Canlan Ice Sports – York
- Former names: Beatrice Ice Gardens (1996–2007)
- Address: 989 Murray Ross Pkwy, North York, Ontario
- Location: Toronto, Ontario
- Coordinates: 43°46′28″N 79°30′49″W﻿ / ﻿43.77444°N 79.51361°W
- Owner: Canlan Sports
- Capacity: 1,200
- Public transit: Pioneer Village station

Construction
- Opened: 1996

Tenants
- York Lions (OUA) 1996–present Toronto Attack (GMHL) (2012–2017) Toronto Predators (GMHL) (2017–2021) Toronto Six (PHF) 2020–2023

= Canlan Ice Sports – York =

Ice hockey arena in Toronto, Ontario, Canada

Canlan Sports – York is an ice hockey arena in Toronto, Ontario, Canada, and is operated by Canlan Ice Sports Corporation. It is the main ice rink at York University's Keele Campus, as the home of the York Lions men's and women's varsity hockey teams. It was also the home of the Toronto Six of the Premier Hockey Federation.
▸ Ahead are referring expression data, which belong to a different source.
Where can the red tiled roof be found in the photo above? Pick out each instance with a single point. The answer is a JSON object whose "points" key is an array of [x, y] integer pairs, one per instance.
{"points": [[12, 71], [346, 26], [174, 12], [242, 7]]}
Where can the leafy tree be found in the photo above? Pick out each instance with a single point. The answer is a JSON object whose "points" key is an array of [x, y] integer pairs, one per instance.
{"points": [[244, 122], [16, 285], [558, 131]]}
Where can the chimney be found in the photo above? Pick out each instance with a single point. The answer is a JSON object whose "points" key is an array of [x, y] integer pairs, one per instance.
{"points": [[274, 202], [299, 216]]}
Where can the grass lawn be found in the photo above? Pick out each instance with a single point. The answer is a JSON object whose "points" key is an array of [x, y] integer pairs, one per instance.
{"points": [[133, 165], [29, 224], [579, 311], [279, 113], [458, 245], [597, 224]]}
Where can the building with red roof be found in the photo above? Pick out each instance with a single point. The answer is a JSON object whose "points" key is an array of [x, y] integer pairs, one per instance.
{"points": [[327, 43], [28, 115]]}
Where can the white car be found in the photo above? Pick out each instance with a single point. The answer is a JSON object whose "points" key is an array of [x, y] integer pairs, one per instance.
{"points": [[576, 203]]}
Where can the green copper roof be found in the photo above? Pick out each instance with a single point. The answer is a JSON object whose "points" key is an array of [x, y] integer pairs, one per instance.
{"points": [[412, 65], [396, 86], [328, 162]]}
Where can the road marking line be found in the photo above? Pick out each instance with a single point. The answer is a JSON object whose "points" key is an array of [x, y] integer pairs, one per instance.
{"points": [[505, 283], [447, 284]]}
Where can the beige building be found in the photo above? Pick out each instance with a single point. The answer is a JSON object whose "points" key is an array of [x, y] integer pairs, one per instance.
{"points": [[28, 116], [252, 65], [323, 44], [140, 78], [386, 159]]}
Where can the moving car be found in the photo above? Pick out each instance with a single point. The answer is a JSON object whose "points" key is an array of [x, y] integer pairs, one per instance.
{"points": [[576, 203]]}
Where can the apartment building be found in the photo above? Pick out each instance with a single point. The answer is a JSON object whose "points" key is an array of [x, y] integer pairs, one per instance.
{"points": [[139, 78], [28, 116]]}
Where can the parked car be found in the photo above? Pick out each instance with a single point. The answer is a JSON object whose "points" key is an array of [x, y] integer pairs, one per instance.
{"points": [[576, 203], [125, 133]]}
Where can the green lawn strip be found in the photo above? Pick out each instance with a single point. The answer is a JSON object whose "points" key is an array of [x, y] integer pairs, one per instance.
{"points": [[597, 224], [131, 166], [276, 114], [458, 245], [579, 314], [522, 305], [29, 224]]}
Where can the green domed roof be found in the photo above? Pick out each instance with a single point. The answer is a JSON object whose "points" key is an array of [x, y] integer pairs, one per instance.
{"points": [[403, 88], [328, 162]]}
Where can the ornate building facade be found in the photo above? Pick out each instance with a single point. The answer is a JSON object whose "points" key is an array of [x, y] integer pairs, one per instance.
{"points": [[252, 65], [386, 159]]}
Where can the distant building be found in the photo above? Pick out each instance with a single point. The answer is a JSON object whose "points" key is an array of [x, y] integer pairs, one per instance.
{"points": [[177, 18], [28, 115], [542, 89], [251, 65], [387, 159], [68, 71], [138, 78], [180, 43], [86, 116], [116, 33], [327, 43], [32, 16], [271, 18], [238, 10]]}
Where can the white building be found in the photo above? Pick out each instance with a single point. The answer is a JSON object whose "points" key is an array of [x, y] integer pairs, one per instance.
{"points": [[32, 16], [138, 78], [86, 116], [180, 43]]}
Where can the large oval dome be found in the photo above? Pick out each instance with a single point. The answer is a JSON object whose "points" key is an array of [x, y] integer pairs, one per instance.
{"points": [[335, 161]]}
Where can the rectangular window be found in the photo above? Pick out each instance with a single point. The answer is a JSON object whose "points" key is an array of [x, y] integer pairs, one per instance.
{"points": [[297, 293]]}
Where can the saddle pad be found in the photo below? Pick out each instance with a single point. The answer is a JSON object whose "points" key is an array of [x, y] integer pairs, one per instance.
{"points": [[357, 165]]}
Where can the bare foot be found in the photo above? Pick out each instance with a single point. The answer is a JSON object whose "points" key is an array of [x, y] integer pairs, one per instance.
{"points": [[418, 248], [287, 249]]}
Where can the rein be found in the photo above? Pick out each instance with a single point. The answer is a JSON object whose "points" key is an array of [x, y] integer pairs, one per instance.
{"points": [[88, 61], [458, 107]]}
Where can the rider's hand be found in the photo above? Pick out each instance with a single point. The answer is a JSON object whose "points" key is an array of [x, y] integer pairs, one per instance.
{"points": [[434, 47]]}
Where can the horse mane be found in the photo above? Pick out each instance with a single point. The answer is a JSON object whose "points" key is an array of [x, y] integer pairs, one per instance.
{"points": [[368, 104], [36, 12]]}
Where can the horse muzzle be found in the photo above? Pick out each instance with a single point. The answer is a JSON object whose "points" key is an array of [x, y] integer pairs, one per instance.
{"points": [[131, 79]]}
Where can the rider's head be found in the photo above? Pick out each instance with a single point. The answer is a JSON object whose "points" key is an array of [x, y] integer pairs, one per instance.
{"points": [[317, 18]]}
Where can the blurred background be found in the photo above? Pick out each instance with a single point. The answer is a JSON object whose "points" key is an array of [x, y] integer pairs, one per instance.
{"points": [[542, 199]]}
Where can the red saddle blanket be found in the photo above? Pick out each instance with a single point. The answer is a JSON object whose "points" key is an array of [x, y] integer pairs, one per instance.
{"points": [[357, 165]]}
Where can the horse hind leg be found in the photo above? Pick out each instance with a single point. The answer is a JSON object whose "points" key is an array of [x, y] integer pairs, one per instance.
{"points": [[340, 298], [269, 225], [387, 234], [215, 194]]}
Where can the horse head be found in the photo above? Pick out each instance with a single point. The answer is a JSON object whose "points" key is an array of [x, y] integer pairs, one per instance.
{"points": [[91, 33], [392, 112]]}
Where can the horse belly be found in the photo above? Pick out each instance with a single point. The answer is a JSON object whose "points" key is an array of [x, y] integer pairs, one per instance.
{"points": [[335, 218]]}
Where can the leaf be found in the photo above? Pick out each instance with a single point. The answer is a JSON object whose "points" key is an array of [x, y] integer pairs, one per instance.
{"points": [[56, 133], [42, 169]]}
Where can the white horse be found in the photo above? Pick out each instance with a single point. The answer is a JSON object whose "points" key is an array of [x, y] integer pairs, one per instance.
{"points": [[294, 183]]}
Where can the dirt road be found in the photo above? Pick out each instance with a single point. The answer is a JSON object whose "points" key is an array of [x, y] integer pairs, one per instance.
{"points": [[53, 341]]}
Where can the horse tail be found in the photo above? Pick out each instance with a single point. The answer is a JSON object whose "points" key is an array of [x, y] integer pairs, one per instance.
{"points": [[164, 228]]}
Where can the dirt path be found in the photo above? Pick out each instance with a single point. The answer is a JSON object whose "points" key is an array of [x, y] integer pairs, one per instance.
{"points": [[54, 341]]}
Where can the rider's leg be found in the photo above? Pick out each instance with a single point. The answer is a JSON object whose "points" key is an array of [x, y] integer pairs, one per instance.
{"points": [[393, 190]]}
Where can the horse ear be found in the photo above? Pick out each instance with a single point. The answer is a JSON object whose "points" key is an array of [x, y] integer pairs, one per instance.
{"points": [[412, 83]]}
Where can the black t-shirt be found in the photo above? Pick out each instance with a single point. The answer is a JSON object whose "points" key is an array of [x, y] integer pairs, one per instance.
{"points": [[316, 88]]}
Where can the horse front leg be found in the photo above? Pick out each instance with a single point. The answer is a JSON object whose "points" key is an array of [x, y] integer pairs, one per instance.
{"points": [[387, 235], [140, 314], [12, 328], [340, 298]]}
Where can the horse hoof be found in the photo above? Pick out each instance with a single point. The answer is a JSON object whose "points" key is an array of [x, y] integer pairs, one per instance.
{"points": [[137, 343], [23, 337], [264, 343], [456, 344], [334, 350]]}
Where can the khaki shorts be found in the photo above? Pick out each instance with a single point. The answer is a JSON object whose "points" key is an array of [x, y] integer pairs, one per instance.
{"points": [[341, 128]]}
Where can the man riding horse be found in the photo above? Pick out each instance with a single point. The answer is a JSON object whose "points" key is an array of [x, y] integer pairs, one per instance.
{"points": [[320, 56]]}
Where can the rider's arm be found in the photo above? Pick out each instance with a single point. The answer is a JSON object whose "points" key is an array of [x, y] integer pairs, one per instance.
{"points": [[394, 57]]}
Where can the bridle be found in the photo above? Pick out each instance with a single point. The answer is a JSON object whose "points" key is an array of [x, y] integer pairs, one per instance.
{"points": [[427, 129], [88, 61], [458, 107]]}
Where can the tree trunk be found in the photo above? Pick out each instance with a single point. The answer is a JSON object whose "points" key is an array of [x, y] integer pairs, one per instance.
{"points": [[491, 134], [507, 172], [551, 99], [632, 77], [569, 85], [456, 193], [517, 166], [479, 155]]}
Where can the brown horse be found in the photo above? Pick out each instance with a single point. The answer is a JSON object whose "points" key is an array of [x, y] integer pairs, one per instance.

The facility opened in 1996 as the Beatrice Ice Gardens, and has one Olympic-sized and five NHL-sized ice rinks. The seating capacity for the largest rink is 1,200. The arena has also been used for National Hockey League training camps.

The current complex replaced the York University Ice Palace, built in 1968. The building lacked seating for spectators, and has since been converted into the Sherman Health Science Research Centre. The arena was purchased by Canlan Ice Sports in August 2007. On 1 October 2020, the Toronto Six announced they had an agreement in place to play their inaugural season in the Premier Hockey Federation, known at the time as the National Women's Hockey League, at the facility, as well as having locker rooms built out specifically for the team.